Wednesday, December 4, 2013

And Then There Was Dario

We had a baby. It was awesome. I did it! No drugs! I remember every detail. I got super high, naturally. The body is an amazing thing. I am still impressed when I think about it.

After giving birth, there I was, in a hospital with my husband and our new son. My mom headed out right after he was born to give us time to bond and rest. The nurses cleaned up and moved out. It was just us, our little family. Paul, Lanni and Dario. Starting our life together.

So much had changed with my body in such a short time. My big hard belly was gone. I had lost a lot of blood. I had a third degree tear and a bunch of stitches. I did not know what this meant at the time and I really didn't care. I had this beautiful baby in my arms!

I tried to breast feed for the first time not long after he was born. He got it right away. I felt awkward trying to find a comfortable position to hold him. I also felt like I was suffocating him with my giant boob. The nurse helped and reassured me. My husband just kept reminding me that I needed to "push the milk out" and he would flex his arms and chest and make grunting sounds. I love him because he can always make me laugh, but I'm pretty sure that's not how that works.

A strange part about nursing initially was that it caused more contractions. I really didn't remember reading about that. Nursing makes your body make oxytocin, it makes you feel good, bond with your baby and it contracts your uterus to help it shrink back down to size. Very interesting how it all works.

Just after the little guy latched on I was suddenly ravenously hungry and super thirsty. I figure this is where I would be tempted to eat my young if he wasn't so cute and I wasn't all loopy from the hormones. The nurse seemed to know that I would be hungry and brought me whatever she could find since the kitchen was already closed. A half a sandwich, a small bag of pretzels, a banana, a cookie and some juice. She also filled my water jug with the best ice water I had ever had. I hadn't eaten for over 14 hours, that was a super long time for a pregnant lady.

I slept, a little, when the baby slept. A nurse came in the room every hour to check the babies temperature and listen to his heartbeat. I tried nursing every two hours. Dario didn't hardly cry at all that first night. He fussed a little and I would talk to him and he would settle right back down.

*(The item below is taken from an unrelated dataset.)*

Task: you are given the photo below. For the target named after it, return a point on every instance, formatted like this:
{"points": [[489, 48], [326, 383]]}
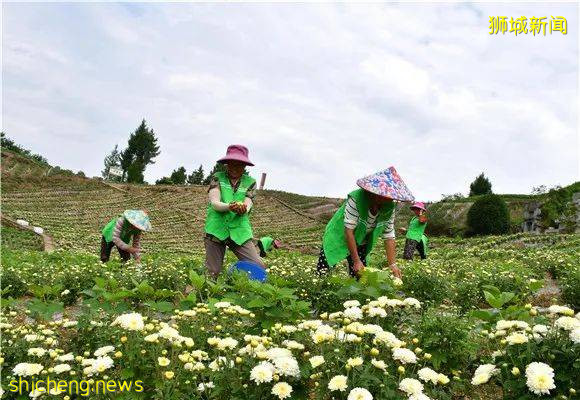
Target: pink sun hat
{"points": [[387, 183], [418, 204], [236, 152]]}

We stayed another day and night in the hospital and checked out in the morning. I guess it's called discharge when you leave the hospital, not check out time, but whatever. It wasn't like a regular hospital experience. It wasn't like I was in the ER or had some kind of traumatic injury or surgery. I've decided I'll call it check out time.

The ride home from the hospital was surreal. I rode in the back with Dario. He looked so little in the car seat. His body was mush and he couldn't hold his head back at all. I found myself holding his head the whole drive home, just staring at him. Many hours of just staring at him have followed, and many more are still to come I'm sure.

In my upcoming posts, I will try to go week by week. I am catching up from a lack of writing. For six weeks I have only taken notes. So many changes are happening everyday. I hope to note them here for us to look back on someday. I also hope that my friends and family that aren't close by will enjoy reading, and if someone stumbles on this that has a young child they may take something from it.
Me and Dario, 10/21/2013, 1 day old.